Reuters buried the account halfway through an excellent, lengthy feature on the subject of secrecy within Apple’s Asian supply chain:
Tipped by a worker outside the Longhua complex that a nearby Foxconn plant was manufacturing parts for Apple too, our correspondent hopped in a taxi for a visit to the facility in Guanlan, which makes products for a range of companies.
As he stood on the public road taking photos of the front gate and security checkpoint, a guard shouted. The reporter continued snapping photos before jumping into a waiting taxi. The guard blocked the vehicle and ordered the driver to stop, threatening to strip him of his taxi licence.

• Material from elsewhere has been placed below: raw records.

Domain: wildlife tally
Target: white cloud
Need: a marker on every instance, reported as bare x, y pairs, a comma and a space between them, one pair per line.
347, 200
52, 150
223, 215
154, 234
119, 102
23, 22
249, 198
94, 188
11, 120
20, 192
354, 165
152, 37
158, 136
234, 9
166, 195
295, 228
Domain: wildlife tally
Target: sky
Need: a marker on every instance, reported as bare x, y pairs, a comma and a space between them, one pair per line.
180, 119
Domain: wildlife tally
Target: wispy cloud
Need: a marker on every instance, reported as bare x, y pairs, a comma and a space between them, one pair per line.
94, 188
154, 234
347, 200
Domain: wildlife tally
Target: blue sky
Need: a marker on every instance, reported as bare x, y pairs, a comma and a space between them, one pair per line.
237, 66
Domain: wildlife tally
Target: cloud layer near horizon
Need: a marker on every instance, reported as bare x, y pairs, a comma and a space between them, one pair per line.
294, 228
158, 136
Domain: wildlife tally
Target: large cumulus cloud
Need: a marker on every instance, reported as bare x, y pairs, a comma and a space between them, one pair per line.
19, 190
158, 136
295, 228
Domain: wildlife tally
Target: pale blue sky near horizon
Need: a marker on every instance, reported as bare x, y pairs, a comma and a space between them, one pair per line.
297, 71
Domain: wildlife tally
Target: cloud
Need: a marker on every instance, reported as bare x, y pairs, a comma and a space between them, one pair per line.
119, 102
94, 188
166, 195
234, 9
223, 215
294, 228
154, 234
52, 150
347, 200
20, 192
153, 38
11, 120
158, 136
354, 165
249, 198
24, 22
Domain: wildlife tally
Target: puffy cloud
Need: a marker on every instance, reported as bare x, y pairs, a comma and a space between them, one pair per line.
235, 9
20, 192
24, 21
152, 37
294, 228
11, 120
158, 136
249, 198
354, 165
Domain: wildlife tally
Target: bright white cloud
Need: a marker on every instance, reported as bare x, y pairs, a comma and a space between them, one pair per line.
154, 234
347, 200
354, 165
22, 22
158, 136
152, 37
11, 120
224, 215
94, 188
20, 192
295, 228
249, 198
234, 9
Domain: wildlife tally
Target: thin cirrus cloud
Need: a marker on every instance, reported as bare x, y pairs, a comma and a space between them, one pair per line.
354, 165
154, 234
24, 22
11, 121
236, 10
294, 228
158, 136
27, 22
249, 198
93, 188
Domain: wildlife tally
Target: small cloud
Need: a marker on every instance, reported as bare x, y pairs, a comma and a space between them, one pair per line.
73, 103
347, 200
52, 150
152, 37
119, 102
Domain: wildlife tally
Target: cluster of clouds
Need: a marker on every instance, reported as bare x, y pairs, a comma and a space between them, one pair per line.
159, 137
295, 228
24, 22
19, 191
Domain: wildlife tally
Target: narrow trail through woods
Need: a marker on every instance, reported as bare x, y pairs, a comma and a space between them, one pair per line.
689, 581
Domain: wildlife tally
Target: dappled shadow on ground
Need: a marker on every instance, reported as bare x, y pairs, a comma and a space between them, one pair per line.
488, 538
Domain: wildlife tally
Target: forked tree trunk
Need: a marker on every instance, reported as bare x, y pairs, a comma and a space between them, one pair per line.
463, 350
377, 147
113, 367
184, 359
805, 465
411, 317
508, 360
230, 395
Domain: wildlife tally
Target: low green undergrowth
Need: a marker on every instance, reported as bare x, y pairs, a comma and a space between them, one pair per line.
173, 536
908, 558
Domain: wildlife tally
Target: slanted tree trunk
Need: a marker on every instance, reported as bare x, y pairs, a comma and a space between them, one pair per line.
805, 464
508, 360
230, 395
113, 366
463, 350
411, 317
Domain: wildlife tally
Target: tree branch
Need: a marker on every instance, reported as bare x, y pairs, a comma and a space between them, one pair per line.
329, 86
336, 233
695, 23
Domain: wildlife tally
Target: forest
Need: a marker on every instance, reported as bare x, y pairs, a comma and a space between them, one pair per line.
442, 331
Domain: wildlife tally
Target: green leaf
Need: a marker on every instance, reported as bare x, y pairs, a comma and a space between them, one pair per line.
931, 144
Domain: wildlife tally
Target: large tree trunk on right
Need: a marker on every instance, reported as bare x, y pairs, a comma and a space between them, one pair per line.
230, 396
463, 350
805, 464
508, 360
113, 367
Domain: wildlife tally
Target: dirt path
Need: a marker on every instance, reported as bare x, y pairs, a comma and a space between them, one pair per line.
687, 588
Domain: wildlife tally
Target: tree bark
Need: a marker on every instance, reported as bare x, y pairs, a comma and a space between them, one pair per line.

The correspondent got out and insisted he was within his rights as he was on the main road. The guard grabbed his arm. A second guard ran over, and with a crowd of Foxconn workers watching, they tried dragging him into the factory.
The reporter asked to be let go. When that didn’t happen, he jerked himself free and started walking off. The older guard kicked him in the leg, while the second threatened to hit him again if he moved. A few minutes later, a Foxconn security car came along but the reporter refused to board it. He called the police instead.
After the authorities arrived and mediated, the guards apologized and the matter was settled. The reporter left without filing a complaint, though the police gave him the option of doing so.
“You’re free to do what you want,” the policeman explained, “But this is Foxconn and they have a special status here. Please understand.”
Read the entire story at Reuters > (Really, do — it’s very good.)
As Reuters writers James Pomfret and Kelvin Soh note, Apple probably doesn’t have direct control over security practices at these factories. But the fact that a staffer would kick a photographer illustrates what immense pressure Apple’s suppliers are under to keep their jobs.